Par Jérôme Bois • Publié le 08/01/22

Dans ses vœux aux Savoyards, le député de la 4e circonscription et président du groupe MoDem à l’Assemblée nationale, Patrick Mignola, a exprimé son souhait de voir le climat général s’apaiser alors que l’année 2022, faite de polémiques hypertrophiées par l’imminence de la campagne présidentielle, a démarré sur les chapeaux de roue. La démocratie en France « ne fonctionne pas bien », a-t-il entamé. Et cette campagne, tout juste adolescente, ne risque pas d’atténuer ce sentiment. 

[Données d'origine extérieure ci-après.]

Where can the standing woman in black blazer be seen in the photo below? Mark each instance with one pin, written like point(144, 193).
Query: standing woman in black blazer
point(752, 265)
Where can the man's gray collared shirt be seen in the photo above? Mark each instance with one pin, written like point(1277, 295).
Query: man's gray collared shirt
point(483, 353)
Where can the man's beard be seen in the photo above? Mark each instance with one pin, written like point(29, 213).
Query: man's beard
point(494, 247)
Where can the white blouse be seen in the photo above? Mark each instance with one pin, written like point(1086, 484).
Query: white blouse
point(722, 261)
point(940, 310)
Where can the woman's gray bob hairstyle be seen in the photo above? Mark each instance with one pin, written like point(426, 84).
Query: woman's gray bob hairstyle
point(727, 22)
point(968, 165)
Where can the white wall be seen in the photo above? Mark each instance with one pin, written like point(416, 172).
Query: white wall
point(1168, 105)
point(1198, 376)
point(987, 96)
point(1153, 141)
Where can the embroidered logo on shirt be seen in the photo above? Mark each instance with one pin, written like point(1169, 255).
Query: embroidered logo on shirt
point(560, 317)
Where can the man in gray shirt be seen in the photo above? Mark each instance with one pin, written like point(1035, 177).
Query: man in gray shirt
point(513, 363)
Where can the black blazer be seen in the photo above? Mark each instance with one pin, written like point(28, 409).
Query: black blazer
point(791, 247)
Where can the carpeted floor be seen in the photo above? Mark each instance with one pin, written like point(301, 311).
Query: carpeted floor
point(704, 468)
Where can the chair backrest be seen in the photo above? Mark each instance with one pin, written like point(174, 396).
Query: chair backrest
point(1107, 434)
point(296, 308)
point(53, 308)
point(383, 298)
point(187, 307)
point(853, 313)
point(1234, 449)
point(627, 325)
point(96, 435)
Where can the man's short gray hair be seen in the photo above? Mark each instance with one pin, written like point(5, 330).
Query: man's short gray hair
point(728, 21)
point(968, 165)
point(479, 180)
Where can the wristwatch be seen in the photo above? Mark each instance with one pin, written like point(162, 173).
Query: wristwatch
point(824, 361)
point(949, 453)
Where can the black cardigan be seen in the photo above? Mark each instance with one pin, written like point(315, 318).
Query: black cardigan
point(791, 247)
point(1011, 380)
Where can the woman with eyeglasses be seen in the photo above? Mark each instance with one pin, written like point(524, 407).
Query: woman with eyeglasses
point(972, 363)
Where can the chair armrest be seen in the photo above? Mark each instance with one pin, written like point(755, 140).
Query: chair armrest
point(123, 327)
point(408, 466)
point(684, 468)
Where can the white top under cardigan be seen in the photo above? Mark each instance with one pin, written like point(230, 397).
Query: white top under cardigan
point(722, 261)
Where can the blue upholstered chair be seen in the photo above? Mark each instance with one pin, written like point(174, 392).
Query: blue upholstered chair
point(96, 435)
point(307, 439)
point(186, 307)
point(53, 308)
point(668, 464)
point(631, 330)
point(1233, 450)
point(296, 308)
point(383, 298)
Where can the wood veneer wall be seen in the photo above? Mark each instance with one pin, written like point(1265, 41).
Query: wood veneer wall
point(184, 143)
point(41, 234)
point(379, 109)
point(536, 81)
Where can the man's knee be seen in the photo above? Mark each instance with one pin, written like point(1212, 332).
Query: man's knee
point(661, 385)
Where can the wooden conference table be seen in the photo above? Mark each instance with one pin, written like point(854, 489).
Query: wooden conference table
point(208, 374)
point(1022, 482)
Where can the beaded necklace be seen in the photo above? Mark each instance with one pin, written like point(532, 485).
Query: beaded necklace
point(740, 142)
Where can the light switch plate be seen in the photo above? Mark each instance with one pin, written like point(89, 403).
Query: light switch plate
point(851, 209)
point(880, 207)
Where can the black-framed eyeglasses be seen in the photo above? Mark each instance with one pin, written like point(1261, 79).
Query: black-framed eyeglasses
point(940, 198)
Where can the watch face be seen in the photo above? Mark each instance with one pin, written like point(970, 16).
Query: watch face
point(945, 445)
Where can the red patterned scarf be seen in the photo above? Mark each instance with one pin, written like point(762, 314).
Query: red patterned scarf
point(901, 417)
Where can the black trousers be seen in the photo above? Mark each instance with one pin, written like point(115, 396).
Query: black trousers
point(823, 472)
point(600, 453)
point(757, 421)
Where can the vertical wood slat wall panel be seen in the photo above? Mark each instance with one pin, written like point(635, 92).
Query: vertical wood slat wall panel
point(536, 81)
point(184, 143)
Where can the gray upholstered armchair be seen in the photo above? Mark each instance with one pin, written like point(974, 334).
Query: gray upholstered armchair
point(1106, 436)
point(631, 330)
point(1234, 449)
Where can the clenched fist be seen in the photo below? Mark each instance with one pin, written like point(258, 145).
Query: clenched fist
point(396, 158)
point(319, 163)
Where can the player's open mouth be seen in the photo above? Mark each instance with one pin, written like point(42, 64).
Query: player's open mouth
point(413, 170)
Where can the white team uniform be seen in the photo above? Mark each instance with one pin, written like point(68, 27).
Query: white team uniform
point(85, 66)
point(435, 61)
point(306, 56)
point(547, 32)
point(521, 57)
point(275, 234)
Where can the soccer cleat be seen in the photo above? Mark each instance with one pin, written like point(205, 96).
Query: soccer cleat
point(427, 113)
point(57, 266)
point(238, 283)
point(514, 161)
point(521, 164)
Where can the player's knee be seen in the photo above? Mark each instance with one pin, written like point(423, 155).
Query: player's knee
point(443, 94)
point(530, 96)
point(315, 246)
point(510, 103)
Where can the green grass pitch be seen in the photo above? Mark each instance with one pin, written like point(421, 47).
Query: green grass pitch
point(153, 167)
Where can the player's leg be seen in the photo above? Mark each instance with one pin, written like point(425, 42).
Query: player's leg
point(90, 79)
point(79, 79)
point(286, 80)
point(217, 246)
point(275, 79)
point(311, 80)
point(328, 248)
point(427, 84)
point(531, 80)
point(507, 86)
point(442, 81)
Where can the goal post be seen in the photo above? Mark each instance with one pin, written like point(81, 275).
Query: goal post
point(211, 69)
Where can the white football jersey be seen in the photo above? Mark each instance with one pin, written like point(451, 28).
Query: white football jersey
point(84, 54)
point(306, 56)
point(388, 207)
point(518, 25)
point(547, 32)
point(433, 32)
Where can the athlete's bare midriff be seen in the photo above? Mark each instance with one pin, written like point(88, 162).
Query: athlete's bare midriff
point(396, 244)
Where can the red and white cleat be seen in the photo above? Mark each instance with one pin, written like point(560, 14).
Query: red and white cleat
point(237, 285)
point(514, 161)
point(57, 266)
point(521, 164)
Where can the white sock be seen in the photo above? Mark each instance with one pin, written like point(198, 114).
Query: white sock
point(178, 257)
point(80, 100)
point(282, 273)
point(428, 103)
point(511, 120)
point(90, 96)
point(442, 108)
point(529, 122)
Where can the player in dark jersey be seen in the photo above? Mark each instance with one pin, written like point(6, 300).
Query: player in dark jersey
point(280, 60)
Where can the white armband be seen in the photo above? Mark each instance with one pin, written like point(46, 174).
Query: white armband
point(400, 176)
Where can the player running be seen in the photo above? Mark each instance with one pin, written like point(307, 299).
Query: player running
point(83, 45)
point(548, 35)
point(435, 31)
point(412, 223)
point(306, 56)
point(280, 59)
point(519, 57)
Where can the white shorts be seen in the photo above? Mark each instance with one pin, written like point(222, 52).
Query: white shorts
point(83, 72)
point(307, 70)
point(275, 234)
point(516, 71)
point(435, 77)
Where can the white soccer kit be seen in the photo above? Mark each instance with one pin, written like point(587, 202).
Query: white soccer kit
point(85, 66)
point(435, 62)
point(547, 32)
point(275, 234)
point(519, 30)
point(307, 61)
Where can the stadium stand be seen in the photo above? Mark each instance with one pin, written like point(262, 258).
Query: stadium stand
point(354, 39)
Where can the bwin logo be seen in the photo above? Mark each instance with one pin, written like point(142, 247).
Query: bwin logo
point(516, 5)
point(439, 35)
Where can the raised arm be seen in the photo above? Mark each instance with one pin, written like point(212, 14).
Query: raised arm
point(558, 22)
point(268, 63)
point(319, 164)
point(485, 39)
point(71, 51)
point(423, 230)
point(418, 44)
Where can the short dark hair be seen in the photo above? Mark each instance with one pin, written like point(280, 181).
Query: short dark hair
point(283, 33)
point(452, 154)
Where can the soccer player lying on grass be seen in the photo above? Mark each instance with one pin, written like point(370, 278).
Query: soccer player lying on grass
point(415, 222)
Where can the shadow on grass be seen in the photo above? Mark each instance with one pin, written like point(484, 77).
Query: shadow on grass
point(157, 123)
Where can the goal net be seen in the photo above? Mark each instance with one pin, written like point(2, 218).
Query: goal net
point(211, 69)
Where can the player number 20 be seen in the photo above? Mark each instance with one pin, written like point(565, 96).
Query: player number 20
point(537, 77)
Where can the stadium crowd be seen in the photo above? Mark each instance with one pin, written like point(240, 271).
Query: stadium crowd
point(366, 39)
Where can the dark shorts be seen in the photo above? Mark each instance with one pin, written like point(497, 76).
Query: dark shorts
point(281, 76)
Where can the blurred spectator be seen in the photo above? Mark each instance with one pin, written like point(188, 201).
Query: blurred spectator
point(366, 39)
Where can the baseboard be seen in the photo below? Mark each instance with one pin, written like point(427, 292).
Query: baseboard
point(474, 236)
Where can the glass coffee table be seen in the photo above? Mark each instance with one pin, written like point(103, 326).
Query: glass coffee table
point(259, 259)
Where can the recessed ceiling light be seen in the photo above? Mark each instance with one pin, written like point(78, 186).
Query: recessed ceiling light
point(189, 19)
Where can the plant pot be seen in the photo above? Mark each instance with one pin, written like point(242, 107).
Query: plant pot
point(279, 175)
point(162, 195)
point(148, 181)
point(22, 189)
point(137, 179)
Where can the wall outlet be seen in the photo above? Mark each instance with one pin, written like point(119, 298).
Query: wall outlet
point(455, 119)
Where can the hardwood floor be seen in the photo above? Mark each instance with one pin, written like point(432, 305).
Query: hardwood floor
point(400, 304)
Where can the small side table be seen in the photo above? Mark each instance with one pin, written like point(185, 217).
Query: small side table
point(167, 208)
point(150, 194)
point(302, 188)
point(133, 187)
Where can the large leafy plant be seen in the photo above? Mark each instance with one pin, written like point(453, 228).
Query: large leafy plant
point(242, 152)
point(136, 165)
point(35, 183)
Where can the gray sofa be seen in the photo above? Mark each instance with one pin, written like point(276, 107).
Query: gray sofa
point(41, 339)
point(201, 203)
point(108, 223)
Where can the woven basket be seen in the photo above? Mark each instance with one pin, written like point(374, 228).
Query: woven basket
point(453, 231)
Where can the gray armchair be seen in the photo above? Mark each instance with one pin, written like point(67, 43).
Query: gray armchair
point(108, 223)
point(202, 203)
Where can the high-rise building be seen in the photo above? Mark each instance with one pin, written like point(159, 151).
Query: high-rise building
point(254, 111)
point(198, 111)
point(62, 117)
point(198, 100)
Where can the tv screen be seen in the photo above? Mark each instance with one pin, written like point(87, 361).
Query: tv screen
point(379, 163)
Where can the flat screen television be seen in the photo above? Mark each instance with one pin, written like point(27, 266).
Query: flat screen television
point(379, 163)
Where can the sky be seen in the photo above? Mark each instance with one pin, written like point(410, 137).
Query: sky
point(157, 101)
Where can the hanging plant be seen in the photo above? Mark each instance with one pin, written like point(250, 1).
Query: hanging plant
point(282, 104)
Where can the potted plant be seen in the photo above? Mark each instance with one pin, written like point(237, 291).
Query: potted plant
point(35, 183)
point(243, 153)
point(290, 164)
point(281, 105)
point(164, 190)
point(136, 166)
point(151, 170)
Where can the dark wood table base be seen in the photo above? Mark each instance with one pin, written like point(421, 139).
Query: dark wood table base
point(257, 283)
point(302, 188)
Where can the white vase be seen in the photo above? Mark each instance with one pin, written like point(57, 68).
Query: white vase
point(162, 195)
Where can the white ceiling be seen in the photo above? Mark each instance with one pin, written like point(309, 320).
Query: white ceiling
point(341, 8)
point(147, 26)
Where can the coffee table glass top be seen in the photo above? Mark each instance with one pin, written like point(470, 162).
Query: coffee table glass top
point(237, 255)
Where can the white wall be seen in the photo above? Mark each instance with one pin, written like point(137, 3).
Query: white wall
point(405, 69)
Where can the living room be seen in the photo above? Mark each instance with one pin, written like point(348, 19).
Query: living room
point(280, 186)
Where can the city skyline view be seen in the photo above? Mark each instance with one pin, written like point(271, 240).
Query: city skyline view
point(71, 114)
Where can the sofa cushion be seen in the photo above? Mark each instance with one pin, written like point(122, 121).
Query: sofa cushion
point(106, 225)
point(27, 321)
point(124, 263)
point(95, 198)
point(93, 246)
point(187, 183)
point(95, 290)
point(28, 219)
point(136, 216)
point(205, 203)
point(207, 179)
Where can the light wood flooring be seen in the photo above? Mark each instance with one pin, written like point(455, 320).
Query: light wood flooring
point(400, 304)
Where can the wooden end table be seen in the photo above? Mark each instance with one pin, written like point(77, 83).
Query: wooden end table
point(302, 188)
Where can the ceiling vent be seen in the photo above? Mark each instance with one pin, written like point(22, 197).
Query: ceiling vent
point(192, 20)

Des vœux courts, forcément contraints, en visioconférence, entre deux soucis de connexion comme pour mieux symboliser la friture sur la ligne entre politiques et Français, c’est ce à quoi Patrick Mignola a dû consentir, samedi 8 janvier. 50 minutes à peine, durant lesquels le député savoyard a martelé son inquiétude devant le mauvais fonctionnement de la démocratie ici-bas. Ses pensées allèrent également vers les enjeux de cette année, vampirisée certes par le débat présidentiel, mais jalonnée de nombreuses lois promises au vote d’ici au 28 février, date de la fermeture de l’Assemblée nationale.Et puis, du Covid à la petite phrase d’Emmanuel Macron, chaque polémique est l’opportunité de rompre un peu plus les digues du respectable, le débat démocratique s’en ressent, en témoigne l’âpre négociation autour du passe vaccinal, cette semaine. En somme, il y avait du grain à moudre même si Patrick Mignola a habilement évité l’écueil de la campagne présidentielle, déjà nauséabonde.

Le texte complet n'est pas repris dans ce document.